Programmatic and Creative

Programmatic & Creative: Powerful Together

Some have said that programmatic could mean the death of creative, or that new technologies will strain the creative process. Not so, according to a recent report from eMarketer.

To set the stage: Programmatic is only going to increase in importance — 63% of U.S. digital display advertising dollars will be placed programmatically in 2016. In addition, programmatic ads will also start to appear in more places, like television and other traditional media.

Early assumptions about how programmatic will change the creative game have also grown outdated as more big brands adopt it and the segment grows beyond its low-budget beginnings. Today, consumers not only want you to know more, but they also expect you to. And ads you serve should show that you know about your consumers’ wants and needs.

“It’s ridiculous that if you’ve just purchased a certain brand of car you then, the very next day, receive advertising in reference to purchasing that brand of car,” said Loren Grossman, president of customer experience management and chief experience officer at Annalect. “It should never happen. All of those touchpoints should be linked. They should all be dynamically creative, creatively assembled, and they should all be data-driven so that each touchpoint is iterative in its understanding of you, as opposed to discrete. I believe that’s where the industry is going within the next 10 years.”

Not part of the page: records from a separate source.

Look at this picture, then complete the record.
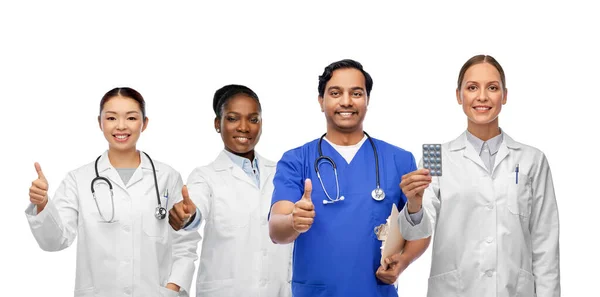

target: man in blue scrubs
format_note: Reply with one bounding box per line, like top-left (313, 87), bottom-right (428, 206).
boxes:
top-left (269, 60), bottom-right (430, 297)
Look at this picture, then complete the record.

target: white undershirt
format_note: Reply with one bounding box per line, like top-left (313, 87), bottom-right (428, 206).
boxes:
top-left (323, 135), bottom-right (367, 164)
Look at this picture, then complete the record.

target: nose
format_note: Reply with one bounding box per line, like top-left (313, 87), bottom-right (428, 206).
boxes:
top-left (339, 93), bottom-right (352, 107)
top-left (237, 119), bottom-right (250, 133)
top-left (477, 88), bottom-right (489, 101)
top-left (117, 119), bottom-right (127, 130)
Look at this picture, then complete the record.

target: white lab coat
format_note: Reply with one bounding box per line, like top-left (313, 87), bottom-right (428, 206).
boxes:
top-left (187, 152), bottom-right (292, 297)
top-left (401, 132), bottom-right (560, 297)
top-left (25, 152), bottom-right (198, 297)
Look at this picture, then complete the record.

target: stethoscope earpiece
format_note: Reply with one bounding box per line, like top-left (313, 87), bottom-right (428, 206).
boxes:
top-left (154, 206), bottom-right (167, 220)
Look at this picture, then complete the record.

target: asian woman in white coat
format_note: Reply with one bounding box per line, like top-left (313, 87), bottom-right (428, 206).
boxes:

But many have trouble getting a basic understanding of programmatic creative. EMarketer defines it this way: “Programmatic creative is creative that is broken down into its component parts and then reassembled on the fly, based on what is known about the audience, or the individual, that the ad is being served to.” To help you get a fix on what’s what, check out the section of eMarketer’s report “Programmatic and Creative: Cutting through the jargon.”

So how do you reconcile the programmatic with creative? The answer may lie in technology that helps improve the speed and efficiency of getting creative to market, just like tech platforms helped revolutionize the ad game.

“Technology does not quell creativity, in fact, there’s a great deal of evidence that suggests that technology enhances creativity,” writes Forbes contributor Greg Satell.

The bottom line: Data and creative have to work together and the creative director is just as important as ever, if not more so. The relationship between analysts and the creative side of the house is going to grow closer, not further apart.

“What we don’t want to have happen is to use this very scientific tool and make creative directors go away. Data has given precision and a lot more science to these fields, but I don’t think we should do away with intuition entirely,” Fatemeh Khatibloo, a senior analyst who studies marketing and big data at Forrester Research, told The New York Times in an article published last fall.